The Ending. Seriously, I have never seen any final battles soooo anti-climatic in my life. Sure, it provided a twist in the end, allowing us to see how cunning Mr. Yiu Siu Bong was–with setting the trap for Ben. However, I felt like it was sooooooooo boring. It was like, “Whoa!” and then it went down to the gutter seconds later. (Yeah, like how I said in the character discussion.)
Was I sore with how MK didn’t end up with Tze Long hence throwing Natalie/MK under the bus? NO. Seriously, like I said, I was sick and tired of Natalie’s repetitive roles. Yet what I was more annoyed with was how they focused so much on developing the romance between Ivan and MK that the other elements of the plot had suffered. The ending becoming so anti-climatic was also due to the fact that they spent too much time on Ivan and MK. So the business battles became a side conflict. For a story starting out with business rivalry and family conflicts, it sure finished weak in regard to those matters. And just to state the romance side, I actually didn’t care for the pairings (like said before), I was okay with Tze Long not ending up with MK. Since I didn’t like her with any of the guys anyway. I actually liked Tze Long and wanted to see more of him, rather than the ongoing soap with MK and Ivan.
The case regarding Ah Mong. I understood that the “Social Services” people were deceived into believing Ben was the more suitable candidate for taking care of Ah Mong. However, it also made them quite stupid. I meant Sunday had been taking care of the kid for all these years, so how could he be so unprepared? Have they looked into history at all? They should’ve talked to the doctors and nurses and all those people having direct contact with the family all these years instead of just looking at that one circumstance. It seemed too ridiculous. (But seriously, there were cases in real life that had hinted at Social Services’ incapabilities so I’m not surprised on that part.)
No. 8 Bus? I know this is unfair to make such an association between the two dramas. Yet some of the similarities made it hard to ignore. Not to mention how the bus being part of the main theme, etc. Yet No. 8 Bus made more sense to me. I’m serious. Although it was long and seemed dragged out at times with the ongoing conflicts, at least it had a purpose. Sure, there were random moments too, but it made sense. Characters were better developed, not just tossed aside or used as plot devices and then that was it. Not everyone had to be romantically involved or hooked up to link them together.
So after all of that rant, I managed to narrow down to the main reason why it was unappealing to me. It was so unfocused. Like they were all over the place with some stuff. AND most of all, they tried to squeeze everything into the last episode to create tension and solve it within that episode. Seriously? It goes back to my previous point.

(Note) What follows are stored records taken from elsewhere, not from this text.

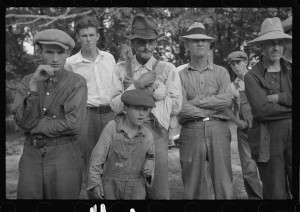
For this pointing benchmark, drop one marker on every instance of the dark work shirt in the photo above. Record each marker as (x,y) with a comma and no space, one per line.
(259,83)
(56,109)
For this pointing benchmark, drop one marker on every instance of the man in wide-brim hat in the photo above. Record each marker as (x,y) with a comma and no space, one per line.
(205,135)
(160,79)
(268,87)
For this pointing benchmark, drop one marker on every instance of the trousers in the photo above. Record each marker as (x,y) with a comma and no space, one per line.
(203,142)
(52,172)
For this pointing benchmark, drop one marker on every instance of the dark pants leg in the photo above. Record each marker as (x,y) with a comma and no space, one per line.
(160,184)
(274,172)
(251,179)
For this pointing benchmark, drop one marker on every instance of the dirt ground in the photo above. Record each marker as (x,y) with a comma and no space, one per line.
(14,148)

Recommended? Up to you. Perhaps, I thought too much so I didn’t enjoy it. But I will admit they have a lot of good ideas, just that they needed to pick and choose between combinations, not all over the place. I understood why Jason and Ryan didn’t get their own other stories because the focus was their frustration at the company–and at home. So I was all right with that. But I felt some characters hogged the screen too much just because. Again, it might be just me. Or it’s definitely me.